Rencontre avec Nathalie Lejeune, traductrice de Blue Period
Depuis 2018 le Prix Konishi récompense la traduction de manga japonais en français. Après avoir interviewé son coordinateur et présenté la sélection de l’année 2022, nous avons eu la chance d’interviewer Nathalie Lejeune, traductrice lauréate de l’édition 2022 pour le manga Blue Period.
Plongée introspective dans le monde des écoles d’arts japonaises
Présentation et résumé
Blue Period est publié depuis 2021 chez nous aux Editions Pika dans la catégorie seinen, et au Japon depuis 2017. Il compte 10 tomes en France à l’heure où nous publions ces lignes. Il est écrit et dessiné par Tsubasa YAMAGUCHI, auteure que l’on connaît en France principalement pour son adaptation en manga du film de Makoto SHINKAI : Elle et son chat.

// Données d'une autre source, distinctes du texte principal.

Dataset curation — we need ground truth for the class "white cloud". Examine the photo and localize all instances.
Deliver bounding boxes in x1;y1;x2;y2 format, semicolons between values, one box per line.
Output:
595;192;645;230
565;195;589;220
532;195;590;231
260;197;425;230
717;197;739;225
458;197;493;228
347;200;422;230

Le manga est régulièrement salué par la critique et les lecteurs, il a notamment gagné en 2020 le Taisho Award et le prix du Manga Kondasha. Enfin, la série a bénéficié d’une adaptation en série animée de 12 épisodes par le studio Seven Arcs, disponible sur Netflix.
YAMAGUCHI nous conte ici l’histoire de Yatora, un lycéen banal de 17 ans. Yatora a une vie d’ado classique : il aime sortir, regarder le foot et boire des bières avec ses potes. Au lycée, ce dernier a une image de voyou un peu désinvolte mais ce n’est pas pour autant qu’il délaisse les études ; il se positionne parmi les meilleurs élèves de sa classe. Ainsi Yatora se contente jour après jour de sa routine confortable sans réels rêves ou passions. Jusqu’au jour où, passant devant le local du club d’arts plastiques, il est frappé par le tableau d’une de ses camarades. Une nouvelle émotion naît en lui, mais il manque encore de clefs pour appréhender cette nouvelle sensation.
La naissance d’une passion
A partir de ce moment, Yatora va peu à peu être attiré par le monde de la peinture, d’abord prudent face à cette nouvelle passion, pour finalement s’y plonger corps et âme. La première partie du manga (qui correspond également à l’adaptation en anime) nous entraîne aux côtés de notre héros depuis ses débuts au club d’arts plastiques, en passant par la prépa, jusqu’au climax : l’épreuve d’entrée de la prestigieuse et très sélective Tokyo University of the Arts : Geidai.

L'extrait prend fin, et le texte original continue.